Anger as Ottawa sticks knife into BC open net salmon farming

British Columbia fish farm

Canada’s decision to ban open net fish farming in British Columbia by June 2029 has been met with dismay and anger by the industry.

As forecast by Fish Farmer Magazine earlier this week, the Ottawa government has set a five year deadline for the industry to change its methods.

Many fear the decision will cost hundreds of jobs and set back the aquaculture industry in the province for years.
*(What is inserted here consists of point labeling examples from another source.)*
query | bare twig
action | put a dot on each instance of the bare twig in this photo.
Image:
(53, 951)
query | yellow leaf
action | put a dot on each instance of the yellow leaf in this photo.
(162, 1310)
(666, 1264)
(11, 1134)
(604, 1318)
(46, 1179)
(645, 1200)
It could all but wipe out  much of Canada’s farmed salmon production.

The government said salmon aquaculture licences will be renewed for five years with stricter conditions, effective from July 1st 2024. After this date only marine or land based closed containment systems will be considered for new licences.

Fisheries Minister Diane Lebouthillier has outlined a transition to closed-containment salmon farm operations and said she would allow aquaculture farms to renew their licences in a “responsible, realistic and achievable” way.

Grieg Seafood was the first company to comment and said that based on the announcement the company was suspending investment in BC  and would await a draft transition plan to assess further action.

Grieg pointed out that the decision only applied to British Columbia and had no implications for its operations in Newfoundland.

Tim Kennedy, CEO of the Canadian Aquaculture Industry Alliance, said the government objective was unreasonable because there was no scientific basis to the decision.

He added: “The objective is irresponsible because it threatens 5,000 highly paid and skilled jobs in coastal British Columbia (500 of these jobs held by Indigenous people) during a time of economic stagnation.”

The alliance said over 95% of Canada’s salmon production comes from salmon farms in ocean pens in British Columbia.

The B.C. Salmon Farmers Association has said an analysis showed the province could lose up to  CA $1.2 billion in economic activity annually if the licences are not renewed.

First Nations groups are divided on the issue with some supporting a ban but with others calling for it to continue because they depend on it for their livelihoods.

The influential Canadian seafood website SeaWest News said the ban has triggered a fierce backlash, adding it has made a mockery of pledges with the First Nations.

SeaWest News added: “Denying the science of its fisheries experts that show the marine operations pose less than a minimal risk to wild stocks and bowing to the demands of activists to get their votes, the government’s decision is being described as irresponsible, unrealistic and unreasonable.

“It also makes a mockery of the Liberals promise to deliver science-based decisions regarding the future of salmon farming in BC and walks back on the pledge of economic reconciliation with First Nations, said Indigenous community leaders.”

Mowi today described the decision as unfortunate, saying it had been made despite its efforts to pave the way for future sustainable growth and employment.

This included a thorough consultation process with several stakeholders, and strong support over the years from the local communities.

“We are disappointed by the decision, as traditional salmon farming in the sea is absolutely sustainable, and thus the decision lacks a scientific basis,” Mowi said.